= Poems in the Waiting Room =

Small UK arts in health charity

Poems in the Waiting Room (PitWR) is a U.K.-based and registered arts in health charity. The main aim of the charity is to supply short collections of poems for patients in National Health Service General Practice waiting rooms to read while waiting to see their doctor. The aim is to promote poetry, and to make the paient's wait more pleasant. The service is free to the waiting rooms and general practice managers, and is supported by grants and donations. Prior to the Covid-19 pandemic the poems were presented as A4 sized three-fold cards typically reproducing between six and eight poems. Batches of cards were printed and distributed to waiting rooms four times a year. From 2021 the charity has instead published poetry collections only on its website.

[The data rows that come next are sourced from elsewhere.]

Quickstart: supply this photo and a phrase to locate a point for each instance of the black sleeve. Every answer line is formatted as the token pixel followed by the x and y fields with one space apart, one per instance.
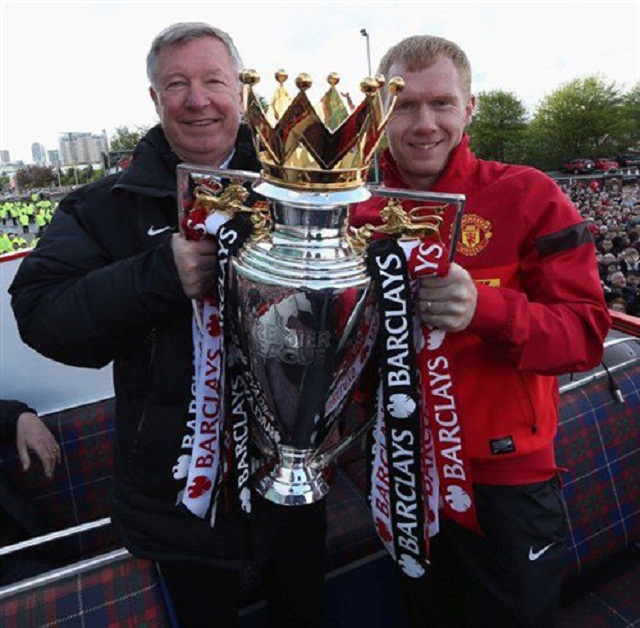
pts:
pixel 84 294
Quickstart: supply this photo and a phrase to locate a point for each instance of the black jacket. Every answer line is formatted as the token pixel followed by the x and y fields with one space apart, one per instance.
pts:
pixel 102 286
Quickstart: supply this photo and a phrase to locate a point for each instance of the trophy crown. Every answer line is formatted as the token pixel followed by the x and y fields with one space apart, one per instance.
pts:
pixel 321 148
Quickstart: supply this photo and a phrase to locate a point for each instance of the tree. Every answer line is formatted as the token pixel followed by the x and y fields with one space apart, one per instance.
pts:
pixel 34 177
pixel 580 119
pixel 124 139
pixel 630 138
pixel 498 127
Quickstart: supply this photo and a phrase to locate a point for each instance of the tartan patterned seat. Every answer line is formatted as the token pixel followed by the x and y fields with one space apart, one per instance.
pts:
pixel 125 592
pixel 79 491
pixel 598 441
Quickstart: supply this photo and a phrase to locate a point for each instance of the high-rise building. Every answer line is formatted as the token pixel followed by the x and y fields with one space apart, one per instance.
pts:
pixel 39 154
pixel 54 157
pixel 81 148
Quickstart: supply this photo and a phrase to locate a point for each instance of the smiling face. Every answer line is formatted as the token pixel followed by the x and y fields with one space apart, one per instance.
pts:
pixel 428 121
pixel 197 96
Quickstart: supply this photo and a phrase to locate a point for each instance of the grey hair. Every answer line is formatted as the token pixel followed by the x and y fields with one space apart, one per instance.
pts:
pixel 422 51
pixel 184 32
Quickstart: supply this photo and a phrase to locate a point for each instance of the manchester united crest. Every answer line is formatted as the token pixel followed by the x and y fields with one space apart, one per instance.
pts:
pixel 475 233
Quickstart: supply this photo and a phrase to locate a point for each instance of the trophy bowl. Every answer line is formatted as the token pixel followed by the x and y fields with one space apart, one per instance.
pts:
pixel 306 321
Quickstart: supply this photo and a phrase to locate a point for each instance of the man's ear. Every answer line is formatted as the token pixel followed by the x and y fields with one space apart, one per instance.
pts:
pixel 470 108
pixel 154 96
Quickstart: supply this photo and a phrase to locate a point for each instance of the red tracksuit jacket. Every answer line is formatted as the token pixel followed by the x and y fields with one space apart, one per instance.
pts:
pixel 540 309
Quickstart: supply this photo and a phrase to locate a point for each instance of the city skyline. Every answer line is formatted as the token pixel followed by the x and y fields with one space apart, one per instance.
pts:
pixel 98 80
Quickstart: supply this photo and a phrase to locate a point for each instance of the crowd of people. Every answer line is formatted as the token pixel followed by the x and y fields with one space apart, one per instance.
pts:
pixel 23 220
pixel 612 209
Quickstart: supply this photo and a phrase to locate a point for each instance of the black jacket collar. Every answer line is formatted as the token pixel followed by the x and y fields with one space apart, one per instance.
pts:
pixel 153 166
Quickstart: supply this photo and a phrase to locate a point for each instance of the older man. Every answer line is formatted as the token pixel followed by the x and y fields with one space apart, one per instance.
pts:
pixel 522 303
pixel 112 281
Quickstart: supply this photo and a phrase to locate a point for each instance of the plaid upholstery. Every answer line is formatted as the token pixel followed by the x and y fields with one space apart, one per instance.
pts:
pixel 617 603
pixel 599 442
pixel 125 593
pixel 79 491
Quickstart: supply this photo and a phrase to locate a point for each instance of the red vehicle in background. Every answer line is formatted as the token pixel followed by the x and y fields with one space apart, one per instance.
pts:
pixel 579 166
pixel 606 164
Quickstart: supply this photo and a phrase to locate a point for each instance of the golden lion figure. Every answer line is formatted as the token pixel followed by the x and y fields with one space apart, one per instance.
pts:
pixel 397 223
pixel 230 200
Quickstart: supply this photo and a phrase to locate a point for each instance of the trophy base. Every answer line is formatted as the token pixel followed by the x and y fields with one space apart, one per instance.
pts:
pixel 291 481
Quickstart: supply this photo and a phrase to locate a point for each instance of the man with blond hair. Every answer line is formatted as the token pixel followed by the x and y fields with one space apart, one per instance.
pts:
pixel 521 304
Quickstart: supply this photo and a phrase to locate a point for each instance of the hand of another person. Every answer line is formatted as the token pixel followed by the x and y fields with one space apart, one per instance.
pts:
pixel 33 435
pixel 196 262
pixel 447 303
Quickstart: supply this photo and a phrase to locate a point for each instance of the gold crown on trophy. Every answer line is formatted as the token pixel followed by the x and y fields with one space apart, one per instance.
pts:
pixel 321 148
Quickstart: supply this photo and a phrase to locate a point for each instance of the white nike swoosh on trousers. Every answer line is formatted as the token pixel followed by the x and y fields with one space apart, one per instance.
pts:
pixel 535 555
pixel 156 230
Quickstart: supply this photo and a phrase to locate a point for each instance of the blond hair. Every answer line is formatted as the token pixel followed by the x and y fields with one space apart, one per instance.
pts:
pixel 422 51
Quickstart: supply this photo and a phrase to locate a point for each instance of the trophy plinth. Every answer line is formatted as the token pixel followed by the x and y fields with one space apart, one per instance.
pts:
pixel 293 481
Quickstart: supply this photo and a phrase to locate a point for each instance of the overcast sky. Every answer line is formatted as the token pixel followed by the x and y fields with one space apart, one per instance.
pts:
pixel 80 66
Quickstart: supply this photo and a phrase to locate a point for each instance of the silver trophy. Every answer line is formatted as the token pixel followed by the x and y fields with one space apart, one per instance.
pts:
pixel 303 303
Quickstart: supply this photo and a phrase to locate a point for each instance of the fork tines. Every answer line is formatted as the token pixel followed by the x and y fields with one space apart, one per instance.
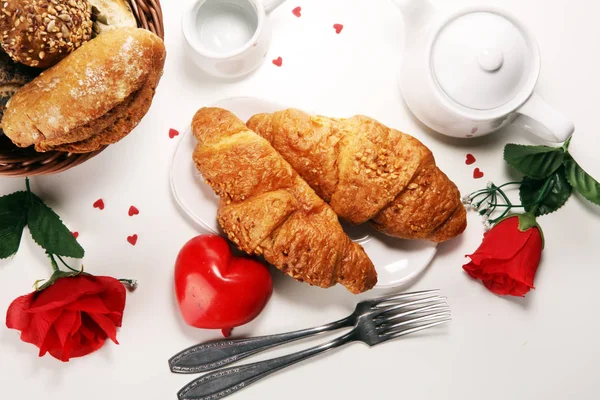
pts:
pixel 422 311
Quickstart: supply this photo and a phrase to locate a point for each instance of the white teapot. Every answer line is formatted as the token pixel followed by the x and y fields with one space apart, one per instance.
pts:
pixel 473 72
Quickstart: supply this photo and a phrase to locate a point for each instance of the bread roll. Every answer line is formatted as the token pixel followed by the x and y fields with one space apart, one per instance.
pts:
pixel 40 33
pixel 111 14
pixel 92 98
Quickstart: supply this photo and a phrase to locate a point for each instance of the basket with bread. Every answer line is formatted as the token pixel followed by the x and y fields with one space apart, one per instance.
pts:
pixel 75 77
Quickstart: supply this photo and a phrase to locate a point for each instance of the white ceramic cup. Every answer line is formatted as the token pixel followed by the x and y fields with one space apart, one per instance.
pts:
pixel 228 38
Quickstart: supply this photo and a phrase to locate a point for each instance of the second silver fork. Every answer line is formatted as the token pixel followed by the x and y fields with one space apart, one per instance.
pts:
pixel 373 328
pixel 212 355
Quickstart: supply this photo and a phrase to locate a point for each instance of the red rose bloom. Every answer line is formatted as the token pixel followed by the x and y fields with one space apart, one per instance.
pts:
pixel 71 318
pixel 508 258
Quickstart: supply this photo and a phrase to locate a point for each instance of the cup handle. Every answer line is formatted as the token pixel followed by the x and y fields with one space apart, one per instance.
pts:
pixel 538 117
pixel 271 5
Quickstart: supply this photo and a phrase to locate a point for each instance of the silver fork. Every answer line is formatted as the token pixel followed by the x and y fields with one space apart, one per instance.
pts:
pixel 212 355
pixel 374 327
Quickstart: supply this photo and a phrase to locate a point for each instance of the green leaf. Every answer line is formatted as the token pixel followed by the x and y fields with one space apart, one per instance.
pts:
pixel 587 186
pixel 558 192
pixel 537 162
pixel 13 218
pixel 49 232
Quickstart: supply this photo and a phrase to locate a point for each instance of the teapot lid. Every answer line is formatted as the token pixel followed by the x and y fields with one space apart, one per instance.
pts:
pixel 483 60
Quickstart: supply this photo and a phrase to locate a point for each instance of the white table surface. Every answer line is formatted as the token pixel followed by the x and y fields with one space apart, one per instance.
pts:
pixel 542 347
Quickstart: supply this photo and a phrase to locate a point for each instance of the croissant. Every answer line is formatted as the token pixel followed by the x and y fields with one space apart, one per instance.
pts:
pixel 368 172
pixel 266 209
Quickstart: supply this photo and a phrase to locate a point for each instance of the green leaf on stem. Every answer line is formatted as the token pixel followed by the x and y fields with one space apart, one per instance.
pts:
pixel 544 196
pixel 587 186
pixel 49 232
pixel 13 218
pixel 536 162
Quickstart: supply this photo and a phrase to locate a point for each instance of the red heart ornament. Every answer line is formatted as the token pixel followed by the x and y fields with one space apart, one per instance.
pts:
pixel 99 204
pixel 216 290
pixel 132 239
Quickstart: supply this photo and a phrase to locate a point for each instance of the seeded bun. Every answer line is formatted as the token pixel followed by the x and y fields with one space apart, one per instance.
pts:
pixel 91 99
pixel 40 33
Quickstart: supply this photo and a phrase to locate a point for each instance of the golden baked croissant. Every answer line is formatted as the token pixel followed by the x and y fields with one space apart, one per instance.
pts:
pixel 368 172
pixel 267 209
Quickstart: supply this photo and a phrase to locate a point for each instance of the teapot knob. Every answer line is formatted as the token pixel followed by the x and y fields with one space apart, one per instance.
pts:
pixel 490 60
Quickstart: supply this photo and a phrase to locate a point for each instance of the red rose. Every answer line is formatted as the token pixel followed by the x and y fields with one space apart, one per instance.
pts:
pixel 508 258
pixel 71 318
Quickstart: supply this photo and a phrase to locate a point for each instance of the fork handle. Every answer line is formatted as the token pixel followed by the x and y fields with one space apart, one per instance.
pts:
pixel 225 382
pixel 213 355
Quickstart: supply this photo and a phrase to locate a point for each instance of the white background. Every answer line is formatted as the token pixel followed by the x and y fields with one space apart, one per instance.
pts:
pixel 542 347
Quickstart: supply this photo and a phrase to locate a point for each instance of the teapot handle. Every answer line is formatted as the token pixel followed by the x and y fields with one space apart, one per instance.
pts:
pixel 538 117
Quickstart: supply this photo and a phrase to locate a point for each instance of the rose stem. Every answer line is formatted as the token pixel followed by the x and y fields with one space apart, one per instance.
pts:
pixel 65 264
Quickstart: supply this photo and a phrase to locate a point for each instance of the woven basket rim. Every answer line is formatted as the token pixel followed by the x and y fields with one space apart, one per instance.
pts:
pixel 18 162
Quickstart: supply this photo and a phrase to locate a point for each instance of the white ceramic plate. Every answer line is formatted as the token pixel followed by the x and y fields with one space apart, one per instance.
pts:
pixel 397 261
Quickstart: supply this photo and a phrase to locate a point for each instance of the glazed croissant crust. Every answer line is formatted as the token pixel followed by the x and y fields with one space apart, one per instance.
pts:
pixel 267 209
pixel 368 172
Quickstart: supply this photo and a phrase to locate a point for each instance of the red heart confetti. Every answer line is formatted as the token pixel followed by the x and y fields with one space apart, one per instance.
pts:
pixel 226 332
pixel 132 239
pixel 99 204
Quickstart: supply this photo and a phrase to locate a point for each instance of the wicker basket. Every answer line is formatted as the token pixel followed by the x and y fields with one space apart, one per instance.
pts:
pixel 18 162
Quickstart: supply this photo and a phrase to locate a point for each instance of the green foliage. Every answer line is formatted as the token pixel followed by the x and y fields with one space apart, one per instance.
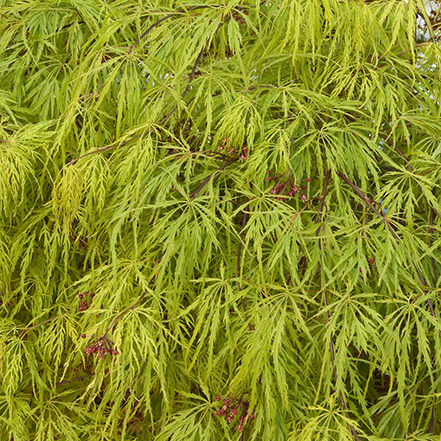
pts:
pixel 247 198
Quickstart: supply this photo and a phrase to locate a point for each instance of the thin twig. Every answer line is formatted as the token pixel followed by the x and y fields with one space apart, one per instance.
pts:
pixel 181 11
pixel 39 324
pixel 239 284
pixel 370 203
pixel 62 383
pixel 410 169
pixel 223 166
pixel 331 343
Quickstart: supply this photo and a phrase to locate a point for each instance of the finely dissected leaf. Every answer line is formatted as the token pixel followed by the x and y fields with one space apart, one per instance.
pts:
pixel 220 220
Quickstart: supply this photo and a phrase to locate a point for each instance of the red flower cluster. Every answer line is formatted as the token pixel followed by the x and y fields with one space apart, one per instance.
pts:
pixel 101 348
pixel 229 410
pixel 85 300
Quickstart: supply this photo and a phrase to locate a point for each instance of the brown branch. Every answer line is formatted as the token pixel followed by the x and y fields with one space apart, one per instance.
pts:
pixel 181 11
pixel 223 166
pixel 370 204
pixel 62 383
pixel 385 138
pixel 331 343
pixel 239 284
pixel 39 324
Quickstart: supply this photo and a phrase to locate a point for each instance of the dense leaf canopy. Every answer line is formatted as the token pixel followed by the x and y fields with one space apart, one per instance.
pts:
pixel 219 211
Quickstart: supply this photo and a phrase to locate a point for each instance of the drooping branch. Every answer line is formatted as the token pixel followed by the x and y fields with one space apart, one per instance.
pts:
pixel 239 284
pixel 29 328
pixel 370 204
pixel 410 169
pixel 207 179
pixel 331 343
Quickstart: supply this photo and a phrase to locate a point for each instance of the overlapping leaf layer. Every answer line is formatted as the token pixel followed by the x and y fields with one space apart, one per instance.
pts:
pixel 219 221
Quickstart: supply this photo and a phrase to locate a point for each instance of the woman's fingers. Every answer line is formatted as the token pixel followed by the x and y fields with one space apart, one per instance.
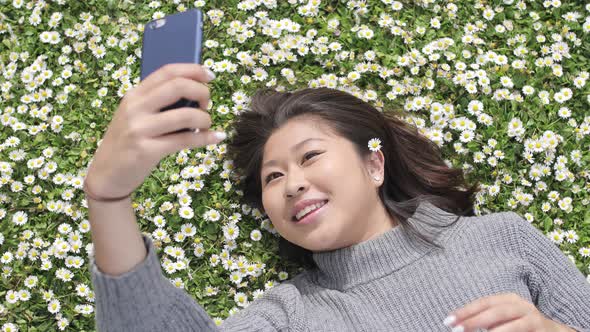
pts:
pixel 175 119
pixel 171 91
pixel 168 72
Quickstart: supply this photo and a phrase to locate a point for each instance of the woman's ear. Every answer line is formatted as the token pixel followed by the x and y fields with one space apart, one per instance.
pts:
pixel 376 166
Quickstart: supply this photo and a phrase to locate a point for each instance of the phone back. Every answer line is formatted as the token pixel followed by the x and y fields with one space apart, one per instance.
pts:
pixel 178 40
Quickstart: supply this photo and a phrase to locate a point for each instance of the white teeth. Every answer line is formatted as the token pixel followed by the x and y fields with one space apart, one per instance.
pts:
pixel 308 209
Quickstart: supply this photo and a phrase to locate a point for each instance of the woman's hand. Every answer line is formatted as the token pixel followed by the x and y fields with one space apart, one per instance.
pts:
pixel 502 313
pixel 136 139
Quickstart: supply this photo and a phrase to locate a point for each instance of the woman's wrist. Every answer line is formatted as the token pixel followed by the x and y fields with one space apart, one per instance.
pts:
pixel 90 195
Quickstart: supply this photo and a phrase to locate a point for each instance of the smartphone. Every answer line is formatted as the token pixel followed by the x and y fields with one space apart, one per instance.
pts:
pixel 176 38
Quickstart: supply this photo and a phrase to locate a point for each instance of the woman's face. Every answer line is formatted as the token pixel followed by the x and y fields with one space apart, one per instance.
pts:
pixel 325 167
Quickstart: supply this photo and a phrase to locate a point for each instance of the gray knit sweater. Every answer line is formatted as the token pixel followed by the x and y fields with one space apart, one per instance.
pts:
pixel 393 282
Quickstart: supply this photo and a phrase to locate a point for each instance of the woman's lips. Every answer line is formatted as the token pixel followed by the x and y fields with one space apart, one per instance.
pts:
pixel 310 217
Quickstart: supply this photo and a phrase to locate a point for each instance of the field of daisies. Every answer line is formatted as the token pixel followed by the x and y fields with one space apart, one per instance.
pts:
pixel 500 86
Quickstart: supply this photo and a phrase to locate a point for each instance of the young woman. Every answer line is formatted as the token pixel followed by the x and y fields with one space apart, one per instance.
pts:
pixel 388 235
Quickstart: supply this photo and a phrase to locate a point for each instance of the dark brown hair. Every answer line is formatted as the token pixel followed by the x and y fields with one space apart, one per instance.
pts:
pixel 414 168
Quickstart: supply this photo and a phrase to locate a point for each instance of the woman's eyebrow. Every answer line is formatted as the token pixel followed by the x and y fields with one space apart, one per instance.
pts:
pixel 293 148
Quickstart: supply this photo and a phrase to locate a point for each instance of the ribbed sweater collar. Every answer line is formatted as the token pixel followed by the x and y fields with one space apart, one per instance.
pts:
pixel 369 260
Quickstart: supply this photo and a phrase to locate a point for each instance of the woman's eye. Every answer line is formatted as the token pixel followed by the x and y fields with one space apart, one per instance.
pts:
pixel 313 153
pixel 305 157
pixel 269 177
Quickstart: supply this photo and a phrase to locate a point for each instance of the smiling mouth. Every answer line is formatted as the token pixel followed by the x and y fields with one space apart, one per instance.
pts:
pixel 294 219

A key consideration for the charity is the selection of poems. Guidelines for the selection of poems have been devised with this in mind, and with help from a consultant psychiatrist as well as from poets. To quote the Editor "In a patient centred health service, poetry arts in health too needs to be patient centred. The readers are patients – the worried well and the worried sick. The poems selected draw from the springs of well-being. In time of trouble, a measure of comfort is welcome". The selection of poems is therefore different from, for example, the poetry that patients may themselves write as writing therapy. Poems selected for inclusion in PiTWR collections are a mix of contemporary work and poems from the canon of English poetry. Translations of poems from other traditions are also included. The essential is that they all contain positive images of hope, home, security, safe journey and arrival, beauty and transcendence, love and loving. The approach is indeed more akin to bibliotherapy rather than art therapy. Submissions from poets are encouraged, and a set of guidelines is provided to indicate the sort of poetry that meets the need of the charity.

In addition to the selection, production and distribution of the poetry cards the charity has also undertaken research into the cost effectiveness of the scheme, and supports related arts in health initiatives. Collaborative work with other arts in health or literature based organisations, such as The Reader (magazine) is actively pursued.

==Organisation==

Poems in the Waiting Room, Registered Charity (No. 1099033), is incorporated as a company limited by guarantee (04836215) and is managed by the trustee body and executive committee, providing professional advice in literary and executive editing, production and distribution of the poetry cards.

The executive committee has been expanded since the retirement and death in 2012 of the founder, Michael Lee, formerly Executive Chairman. The Chair was held until September 2024 by the late Serge Lourie who took over on the retirement of Wendy French; Edmund Lee is Honorary Chief Executive; Helen Lee is Honorary Secretary and became Editor on the retirement of Isobel Montgomery Campbell; Ciorsdan Glass is Head of Digital; Elizabeth Mary Anne Patience Consultant Analytical Psychologist; Michael Sheridan Stone is Director of PitWR Worldwide.

The UK-based charity has attracted wider attention, and encourages collaboration with projects set up in other countries, where these projects adopt the same editorial policy. Examples include Poems in the Waiting Room New Zealand established in 2008, based at Dunedin.